As children, our parents are responsible for making sure that we eat (relatively) healthy and get the full, rounded diets that we need to grow up big and strong. Our parents make those decisions for us because we’re too young to know any better, and would likely eat nothing but cake and ice cream if we were allowed to choose for ourselves.
Now that we’re in college. the only limit on our dietary choices are what’s in our price range. Most of us even shop for our own groceries. From the time we’re on our own to the time we end up in the grave, the only thing that can truly dictate what we eat is our wallet.

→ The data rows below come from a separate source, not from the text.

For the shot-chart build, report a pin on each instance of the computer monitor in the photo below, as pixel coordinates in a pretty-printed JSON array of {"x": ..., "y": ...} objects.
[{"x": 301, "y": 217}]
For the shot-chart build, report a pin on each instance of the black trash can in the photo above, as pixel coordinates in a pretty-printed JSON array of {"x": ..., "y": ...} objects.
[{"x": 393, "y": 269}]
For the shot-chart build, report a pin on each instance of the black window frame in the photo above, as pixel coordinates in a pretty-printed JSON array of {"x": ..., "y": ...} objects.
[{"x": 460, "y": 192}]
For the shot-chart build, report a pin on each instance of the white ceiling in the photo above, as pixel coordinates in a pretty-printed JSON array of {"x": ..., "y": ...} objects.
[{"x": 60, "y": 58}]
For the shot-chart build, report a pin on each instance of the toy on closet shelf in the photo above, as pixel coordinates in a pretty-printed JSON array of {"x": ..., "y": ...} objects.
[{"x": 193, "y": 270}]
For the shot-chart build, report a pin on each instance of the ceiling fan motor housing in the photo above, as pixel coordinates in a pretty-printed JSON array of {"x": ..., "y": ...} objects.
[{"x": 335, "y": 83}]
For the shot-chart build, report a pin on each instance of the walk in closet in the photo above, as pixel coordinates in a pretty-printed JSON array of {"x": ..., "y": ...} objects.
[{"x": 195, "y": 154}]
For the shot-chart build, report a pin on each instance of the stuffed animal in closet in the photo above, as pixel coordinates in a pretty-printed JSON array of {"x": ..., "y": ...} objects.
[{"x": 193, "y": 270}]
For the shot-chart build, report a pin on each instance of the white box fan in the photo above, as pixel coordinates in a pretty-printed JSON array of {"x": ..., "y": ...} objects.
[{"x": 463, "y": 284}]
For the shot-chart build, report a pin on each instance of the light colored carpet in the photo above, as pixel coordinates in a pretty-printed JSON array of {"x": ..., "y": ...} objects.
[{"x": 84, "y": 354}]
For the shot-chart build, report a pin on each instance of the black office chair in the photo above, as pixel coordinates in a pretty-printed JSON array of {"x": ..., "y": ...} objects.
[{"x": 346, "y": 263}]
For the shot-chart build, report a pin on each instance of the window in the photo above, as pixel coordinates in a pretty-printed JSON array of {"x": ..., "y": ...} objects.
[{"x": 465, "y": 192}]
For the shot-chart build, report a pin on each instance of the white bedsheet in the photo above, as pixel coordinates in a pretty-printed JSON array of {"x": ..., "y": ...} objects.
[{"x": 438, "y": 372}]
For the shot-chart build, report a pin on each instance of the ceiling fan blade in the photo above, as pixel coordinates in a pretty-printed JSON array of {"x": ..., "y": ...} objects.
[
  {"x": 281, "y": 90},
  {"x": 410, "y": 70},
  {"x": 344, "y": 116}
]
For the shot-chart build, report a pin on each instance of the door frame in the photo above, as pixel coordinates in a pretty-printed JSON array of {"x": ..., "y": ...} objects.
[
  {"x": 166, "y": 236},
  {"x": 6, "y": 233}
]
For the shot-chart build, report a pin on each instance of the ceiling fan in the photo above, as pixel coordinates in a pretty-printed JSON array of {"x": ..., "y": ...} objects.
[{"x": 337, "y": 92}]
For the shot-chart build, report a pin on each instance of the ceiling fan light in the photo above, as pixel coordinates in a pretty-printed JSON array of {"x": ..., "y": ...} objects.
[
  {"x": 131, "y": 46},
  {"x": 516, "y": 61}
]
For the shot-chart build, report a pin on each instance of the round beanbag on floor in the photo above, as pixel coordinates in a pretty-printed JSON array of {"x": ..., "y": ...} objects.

Or Mayor Michael Bloomberg, if we happen to be in New York City. The city’s “soda ban” was in the news again this summer as a state appeals court handed down its unanimous decision that the ban as currently constructed was utterly unconstitutional. This month, the city asked the state Supreme Court to take up the case.
Until July’s ruling, the ban kept residents and visitors of the city from purchasing sodas larger than 16 ounces. For comparison, a regular can of soda is 12 ounces and the bottles sold in the Russell House and other places on campus are 16.9, meaning they would have been illegal under the ban.
While the soda ban itself is dead for now, the paradigm shift of government from “by the people, for the people” to “I’m the parent, and you’re the child” is still alive and well. The problem behind this idea is quite striking: The American people aren’t children, and we are perfectly capable of making decisions for ourselves.
While I admire Bloomberg’s passion and think that he genuinely believes he’s doing what’s best for the people of New York, I still hope for the sake of freedom that he continues to fail in his efforts.
The implications of a so-called “nanny state” are extremely dangerous. If people aren’t free to make the wrong choice, then they aren’t free at all.